Suppress Log4j Startup Error Message

Step 1

Create a configuration file to suppress the Java logging system log4j error message created when it cannot find a configuration file when it starts up. Right click on the \"src\" folder of the PrintPDF project and select \"New\" and then \"File.\" Name the file \"log4j.properties\" Eclipse will display an empty screen for this new file.

Step 2

Paste the following lines into the empty screen representing the \"log4j.properties\" file.

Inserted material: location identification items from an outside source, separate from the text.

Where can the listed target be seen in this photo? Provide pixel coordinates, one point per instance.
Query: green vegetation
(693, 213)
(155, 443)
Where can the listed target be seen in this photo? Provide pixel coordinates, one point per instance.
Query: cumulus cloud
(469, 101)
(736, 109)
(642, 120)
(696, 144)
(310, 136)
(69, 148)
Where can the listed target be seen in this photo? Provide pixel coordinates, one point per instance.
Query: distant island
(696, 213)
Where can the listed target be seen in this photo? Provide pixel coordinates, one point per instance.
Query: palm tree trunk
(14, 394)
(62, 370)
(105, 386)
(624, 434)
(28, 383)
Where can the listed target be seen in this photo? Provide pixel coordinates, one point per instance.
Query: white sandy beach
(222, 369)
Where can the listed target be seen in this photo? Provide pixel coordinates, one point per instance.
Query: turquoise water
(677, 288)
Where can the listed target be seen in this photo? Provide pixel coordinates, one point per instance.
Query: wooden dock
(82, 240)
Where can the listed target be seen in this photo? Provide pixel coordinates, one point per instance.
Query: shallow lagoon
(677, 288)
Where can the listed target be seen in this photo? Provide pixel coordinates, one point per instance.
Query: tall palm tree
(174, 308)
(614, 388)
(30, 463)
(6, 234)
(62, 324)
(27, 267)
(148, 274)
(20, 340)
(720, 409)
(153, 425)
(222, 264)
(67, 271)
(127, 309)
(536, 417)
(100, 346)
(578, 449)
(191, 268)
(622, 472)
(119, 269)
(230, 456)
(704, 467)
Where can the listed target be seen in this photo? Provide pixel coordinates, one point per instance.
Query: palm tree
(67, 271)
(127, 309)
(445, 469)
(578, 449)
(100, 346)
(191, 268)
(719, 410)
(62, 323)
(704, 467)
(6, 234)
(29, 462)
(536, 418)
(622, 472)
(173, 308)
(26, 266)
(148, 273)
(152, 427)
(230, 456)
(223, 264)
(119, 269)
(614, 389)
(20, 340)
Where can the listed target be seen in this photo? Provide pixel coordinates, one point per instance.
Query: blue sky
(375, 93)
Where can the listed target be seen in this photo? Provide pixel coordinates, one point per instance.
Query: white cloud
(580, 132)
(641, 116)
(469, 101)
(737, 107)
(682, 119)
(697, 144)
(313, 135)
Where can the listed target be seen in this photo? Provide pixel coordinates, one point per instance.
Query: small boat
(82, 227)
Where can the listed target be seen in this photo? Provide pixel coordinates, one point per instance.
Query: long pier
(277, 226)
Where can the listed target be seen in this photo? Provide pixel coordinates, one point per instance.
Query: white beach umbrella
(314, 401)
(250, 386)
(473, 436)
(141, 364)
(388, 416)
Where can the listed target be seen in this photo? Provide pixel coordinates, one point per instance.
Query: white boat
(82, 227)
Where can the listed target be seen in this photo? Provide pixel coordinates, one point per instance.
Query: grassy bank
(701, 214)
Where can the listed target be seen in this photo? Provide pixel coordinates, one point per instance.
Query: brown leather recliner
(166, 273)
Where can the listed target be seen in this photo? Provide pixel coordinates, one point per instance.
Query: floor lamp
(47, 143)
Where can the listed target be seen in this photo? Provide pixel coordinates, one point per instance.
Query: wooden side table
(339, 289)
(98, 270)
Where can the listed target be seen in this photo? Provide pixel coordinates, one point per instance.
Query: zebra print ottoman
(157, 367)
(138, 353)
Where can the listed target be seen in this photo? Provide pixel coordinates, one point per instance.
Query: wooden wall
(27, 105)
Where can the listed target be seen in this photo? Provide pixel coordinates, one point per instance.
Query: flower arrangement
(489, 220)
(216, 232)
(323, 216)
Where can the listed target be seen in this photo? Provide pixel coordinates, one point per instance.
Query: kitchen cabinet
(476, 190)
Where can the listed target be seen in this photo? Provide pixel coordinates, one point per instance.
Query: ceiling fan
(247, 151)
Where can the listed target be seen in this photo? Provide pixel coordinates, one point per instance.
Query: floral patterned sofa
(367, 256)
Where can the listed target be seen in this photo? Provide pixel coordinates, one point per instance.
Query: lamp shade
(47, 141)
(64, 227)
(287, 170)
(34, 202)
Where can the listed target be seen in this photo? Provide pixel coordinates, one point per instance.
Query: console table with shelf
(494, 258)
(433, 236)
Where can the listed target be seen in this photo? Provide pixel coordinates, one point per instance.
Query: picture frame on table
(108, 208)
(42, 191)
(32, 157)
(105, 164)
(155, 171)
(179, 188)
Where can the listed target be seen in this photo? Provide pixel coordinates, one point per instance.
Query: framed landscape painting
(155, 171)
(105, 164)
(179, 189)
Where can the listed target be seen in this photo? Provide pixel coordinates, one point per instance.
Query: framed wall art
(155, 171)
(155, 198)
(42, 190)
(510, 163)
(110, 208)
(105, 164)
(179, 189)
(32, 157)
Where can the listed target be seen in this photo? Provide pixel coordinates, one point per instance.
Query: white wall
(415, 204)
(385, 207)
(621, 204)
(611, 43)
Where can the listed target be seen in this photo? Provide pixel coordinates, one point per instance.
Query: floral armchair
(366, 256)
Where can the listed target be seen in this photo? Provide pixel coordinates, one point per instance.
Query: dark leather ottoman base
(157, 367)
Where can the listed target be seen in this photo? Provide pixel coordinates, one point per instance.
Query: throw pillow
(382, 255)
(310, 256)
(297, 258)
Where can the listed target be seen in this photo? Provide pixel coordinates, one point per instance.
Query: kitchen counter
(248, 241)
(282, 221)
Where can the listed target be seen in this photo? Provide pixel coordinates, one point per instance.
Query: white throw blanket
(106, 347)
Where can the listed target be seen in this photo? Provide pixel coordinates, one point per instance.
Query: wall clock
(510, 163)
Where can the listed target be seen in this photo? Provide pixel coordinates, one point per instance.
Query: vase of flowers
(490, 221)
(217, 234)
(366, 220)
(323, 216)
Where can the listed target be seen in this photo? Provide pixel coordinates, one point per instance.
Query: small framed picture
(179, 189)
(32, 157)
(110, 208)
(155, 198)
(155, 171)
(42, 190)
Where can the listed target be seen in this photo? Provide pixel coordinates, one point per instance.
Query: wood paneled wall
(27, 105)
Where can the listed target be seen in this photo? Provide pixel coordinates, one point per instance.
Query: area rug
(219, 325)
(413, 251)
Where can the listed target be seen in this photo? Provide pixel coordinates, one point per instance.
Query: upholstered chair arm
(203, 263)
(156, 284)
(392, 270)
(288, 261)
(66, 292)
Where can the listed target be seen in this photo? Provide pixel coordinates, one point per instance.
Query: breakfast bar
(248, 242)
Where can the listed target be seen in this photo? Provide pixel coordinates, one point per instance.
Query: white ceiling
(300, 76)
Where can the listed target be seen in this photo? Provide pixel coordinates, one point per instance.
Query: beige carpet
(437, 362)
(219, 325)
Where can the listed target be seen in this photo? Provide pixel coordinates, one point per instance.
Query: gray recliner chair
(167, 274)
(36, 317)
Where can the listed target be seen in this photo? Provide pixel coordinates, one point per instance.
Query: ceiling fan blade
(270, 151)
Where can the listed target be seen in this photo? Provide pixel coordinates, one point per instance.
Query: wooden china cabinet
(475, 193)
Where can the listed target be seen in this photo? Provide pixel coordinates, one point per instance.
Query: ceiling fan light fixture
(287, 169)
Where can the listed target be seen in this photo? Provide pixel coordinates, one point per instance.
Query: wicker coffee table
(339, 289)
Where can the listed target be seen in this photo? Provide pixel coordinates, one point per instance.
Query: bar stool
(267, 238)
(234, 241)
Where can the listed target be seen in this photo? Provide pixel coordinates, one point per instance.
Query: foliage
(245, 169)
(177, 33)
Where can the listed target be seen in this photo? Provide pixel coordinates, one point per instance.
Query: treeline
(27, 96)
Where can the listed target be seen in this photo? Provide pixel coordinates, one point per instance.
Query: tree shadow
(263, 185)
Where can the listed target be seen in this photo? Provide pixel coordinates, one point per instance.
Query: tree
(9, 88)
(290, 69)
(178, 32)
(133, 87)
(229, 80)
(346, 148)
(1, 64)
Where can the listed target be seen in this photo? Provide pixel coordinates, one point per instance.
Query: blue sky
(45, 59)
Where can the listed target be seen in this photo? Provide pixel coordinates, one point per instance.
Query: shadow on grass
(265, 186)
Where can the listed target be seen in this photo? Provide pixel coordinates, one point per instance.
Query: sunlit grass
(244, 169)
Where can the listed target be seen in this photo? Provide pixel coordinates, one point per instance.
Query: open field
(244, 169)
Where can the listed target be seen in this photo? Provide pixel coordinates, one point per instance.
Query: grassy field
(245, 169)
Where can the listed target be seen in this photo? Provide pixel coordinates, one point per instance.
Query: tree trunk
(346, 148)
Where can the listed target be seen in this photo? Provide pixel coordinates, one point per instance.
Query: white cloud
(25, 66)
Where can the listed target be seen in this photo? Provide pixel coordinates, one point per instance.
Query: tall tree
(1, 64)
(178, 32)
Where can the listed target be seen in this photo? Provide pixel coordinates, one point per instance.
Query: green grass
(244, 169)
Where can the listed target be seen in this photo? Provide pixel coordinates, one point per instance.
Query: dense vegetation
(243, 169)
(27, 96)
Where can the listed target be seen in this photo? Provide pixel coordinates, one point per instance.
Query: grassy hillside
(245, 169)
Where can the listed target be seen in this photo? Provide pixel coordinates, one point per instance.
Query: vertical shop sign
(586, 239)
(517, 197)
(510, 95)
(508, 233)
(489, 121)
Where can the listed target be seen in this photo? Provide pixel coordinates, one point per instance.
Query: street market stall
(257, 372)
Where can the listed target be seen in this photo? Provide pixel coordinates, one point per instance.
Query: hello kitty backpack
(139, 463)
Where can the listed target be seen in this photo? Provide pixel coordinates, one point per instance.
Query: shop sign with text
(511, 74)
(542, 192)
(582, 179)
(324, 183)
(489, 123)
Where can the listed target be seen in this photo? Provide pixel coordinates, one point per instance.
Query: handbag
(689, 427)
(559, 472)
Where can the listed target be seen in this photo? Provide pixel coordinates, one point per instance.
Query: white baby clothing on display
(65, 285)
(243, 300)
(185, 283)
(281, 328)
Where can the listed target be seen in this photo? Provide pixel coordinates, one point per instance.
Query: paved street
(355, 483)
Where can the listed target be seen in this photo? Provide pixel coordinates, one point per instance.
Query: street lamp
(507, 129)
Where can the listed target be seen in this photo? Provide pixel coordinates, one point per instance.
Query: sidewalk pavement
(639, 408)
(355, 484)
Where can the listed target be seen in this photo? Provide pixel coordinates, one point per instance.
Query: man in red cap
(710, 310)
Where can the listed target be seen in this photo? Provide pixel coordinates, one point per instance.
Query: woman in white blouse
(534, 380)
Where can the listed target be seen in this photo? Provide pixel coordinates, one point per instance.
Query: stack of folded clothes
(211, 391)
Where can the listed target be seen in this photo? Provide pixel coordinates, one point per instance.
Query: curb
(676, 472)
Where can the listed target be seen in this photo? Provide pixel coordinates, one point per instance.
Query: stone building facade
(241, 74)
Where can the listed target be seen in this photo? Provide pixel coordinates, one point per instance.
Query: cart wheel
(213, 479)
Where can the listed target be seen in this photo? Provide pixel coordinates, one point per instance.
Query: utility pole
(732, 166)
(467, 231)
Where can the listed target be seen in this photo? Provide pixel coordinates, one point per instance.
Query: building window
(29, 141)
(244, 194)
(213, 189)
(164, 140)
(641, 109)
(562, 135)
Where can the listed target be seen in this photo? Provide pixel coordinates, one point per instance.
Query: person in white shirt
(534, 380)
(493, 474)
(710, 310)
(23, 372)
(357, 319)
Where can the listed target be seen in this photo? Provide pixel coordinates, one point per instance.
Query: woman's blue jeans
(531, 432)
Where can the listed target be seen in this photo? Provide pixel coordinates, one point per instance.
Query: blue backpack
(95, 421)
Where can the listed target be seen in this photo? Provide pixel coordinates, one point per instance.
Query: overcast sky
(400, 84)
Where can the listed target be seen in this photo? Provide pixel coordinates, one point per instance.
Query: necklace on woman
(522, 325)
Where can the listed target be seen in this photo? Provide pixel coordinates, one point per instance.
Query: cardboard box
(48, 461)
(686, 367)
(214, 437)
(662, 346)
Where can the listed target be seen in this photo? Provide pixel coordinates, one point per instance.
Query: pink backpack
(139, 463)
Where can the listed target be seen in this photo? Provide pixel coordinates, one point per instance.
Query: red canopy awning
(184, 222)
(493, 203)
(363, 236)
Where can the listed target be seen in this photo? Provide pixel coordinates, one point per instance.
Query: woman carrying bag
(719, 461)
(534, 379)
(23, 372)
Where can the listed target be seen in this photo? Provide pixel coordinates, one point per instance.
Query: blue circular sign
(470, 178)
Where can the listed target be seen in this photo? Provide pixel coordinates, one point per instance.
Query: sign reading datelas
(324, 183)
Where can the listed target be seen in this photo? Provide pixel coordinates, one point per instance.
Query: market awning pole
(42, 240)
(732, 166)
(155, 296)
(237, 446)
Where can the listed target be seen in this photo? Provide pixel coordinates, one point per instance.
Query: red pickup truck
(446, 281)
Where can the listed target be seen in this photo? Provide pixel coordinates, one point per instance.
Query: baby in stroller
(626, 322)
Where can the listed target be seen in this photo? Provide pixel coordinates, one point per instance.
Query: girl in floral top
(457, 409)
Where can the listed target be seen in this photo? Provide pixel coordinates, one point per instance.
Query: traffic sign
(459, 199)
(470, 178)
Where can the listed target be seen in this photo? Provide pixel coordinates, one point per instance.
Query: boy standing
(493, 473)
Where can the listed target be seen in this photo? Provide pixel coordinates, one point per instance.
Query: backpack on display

# Set root logger level to DEBUG and its only appender to A1.
log4j.rootLogger=WARN, A1

# A1 is set to be a ConsoleAppender.
log4j.appender.A1=org.apache.log4j.ConsoleAppender

# A1 uses PatternLayout.
log4j.appender.A1.layout=org.apache.log4j.PatternLayout
log4j.appender.A1.layout.ConversionPattern=%-4r [%t] %-5p %c %x - %m%n

Step 3

Save the \"log4j.properties\" file. The presence of this file in the top-level \"src\" directory will suppress the log4j startup message and any trivial logging messages. The log4j system will print out only actual errors.

Tips & Warnings

  • There are also a number of commercial packages that you can use to extract text from PDF files, but they are not inexpensive.